They got along well, both at home and in the office. But there was something else both realized about working for the government: future job prospects didn't look great. "If we were going to end up at home broke, with our face on the floor," says Andrew, they wanted to do it on their own.
Today, from their base in Rancho Cucamonga, Calif., they're talking more about a future in Hawaii - a scenario that doesn't include anything about being broke or on the floor.
The husband-and-wife team operate multiple franchises across three brands: Green Life Interiors, Wingstop, and Interiors by Decorating Den. They bought their first franchise in 2004 and added Green Life in 2007.
By buying into franchises, says Kathy, they were able to get the kind of training and support they needed to jump into fields where they had no previous experience. But after they looked, they leapt together.
"We recognize and play off each other's strength," says Kathy. "He's hands-on where I'm a paperwork person, an accountant. There's not really a lot of conflict."
"I'm the enforcer," says Andrew enthusiastically. "We'll sit down, have our company meeting, and then I'm the one that goes in and physically makes sure these things get done the way they are supposed to get done. She's more in charge of putting the policies on paper, and I'm the one that enforces it."
"There's a lot of trust," says Kathy. And that's an ingredient in their family recipe she's now spicing up. "As we grow our business," she says, "my mom and step-dad are coming to work with us. We're surrounding ourselves with family, because eventually Drew and I are going to be in Hawaii."
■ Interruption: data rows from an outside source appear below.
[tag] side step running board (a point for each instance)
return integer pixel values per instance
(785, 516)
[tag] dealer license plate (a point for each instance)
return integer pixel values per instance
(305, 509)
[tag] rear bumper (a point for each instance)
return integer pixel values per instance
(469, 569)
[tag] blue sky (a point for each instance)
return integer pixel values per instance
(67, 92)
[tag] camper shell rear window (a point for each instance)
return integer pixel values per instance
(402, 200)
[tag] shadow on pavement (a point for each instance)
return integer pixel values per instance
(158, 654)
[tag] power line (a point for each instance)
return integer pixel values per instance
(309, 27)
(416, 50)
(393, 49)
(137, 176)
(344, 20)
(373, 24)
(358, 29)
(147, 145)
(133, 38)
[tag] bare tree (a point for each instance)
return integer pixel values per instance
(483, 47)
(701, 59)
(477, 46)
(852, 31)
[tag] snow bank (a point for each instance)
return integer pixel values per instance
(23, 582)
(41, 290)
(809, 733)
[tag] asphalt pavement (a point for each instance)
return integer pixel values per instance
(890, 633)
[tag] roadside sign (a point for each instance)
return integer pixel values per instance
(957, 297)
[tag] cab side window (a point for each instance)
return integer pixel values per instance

Rocky Patel got a taste of family business at an early age. He, along with his brother, started working at his mother's Baskin-Robbins franchise as a teenager in the early 1990s. After college he started his own ice cream shop, then partnered with his mother to turn that into a Baskin-Robbins franchise. Now his brother has joined them to manage a third location.
"I always loved working in our business," he says, taking a moment to scoop some ice cream for a customer in Watsonville, Calif. "My mom was the boss, but she trusted us and we ran the store well. I wanted to be in business for myself, in the same trade as my family."
His brother to the ice-cream business makes it possible for Mom and her two sons to each operate their own store - yet have all three be part of the family business. "For a lot of people," says Patel, "it's hard to work with family members because everybody wants to be the boss, everybody feels they can do whatever they want. For us, the conflicts centered on working together. When we separated the stores, we did what we wanted. It worked better."
And with all three family members on board, it's comforting for all to know they can rely on one another when necessary, or if the going gets tough. "The strength is the backup," says Patel. "If there are issues where things come up, you know your partner is not going to run out on you." And with a young child at home, Patel knows he's lucky to be able to count on his brother to come in and manage the store if he has an emergency.
"You know what it takes to make it in an ice cream franchise?" he asks. The answer: "Good customer service and really enjoying what you're doing." Having someone else in the family by your side who gets that is a big plus.
Working together separately is working out for the family. "Our relationship actually has gotten stronger," says Patel.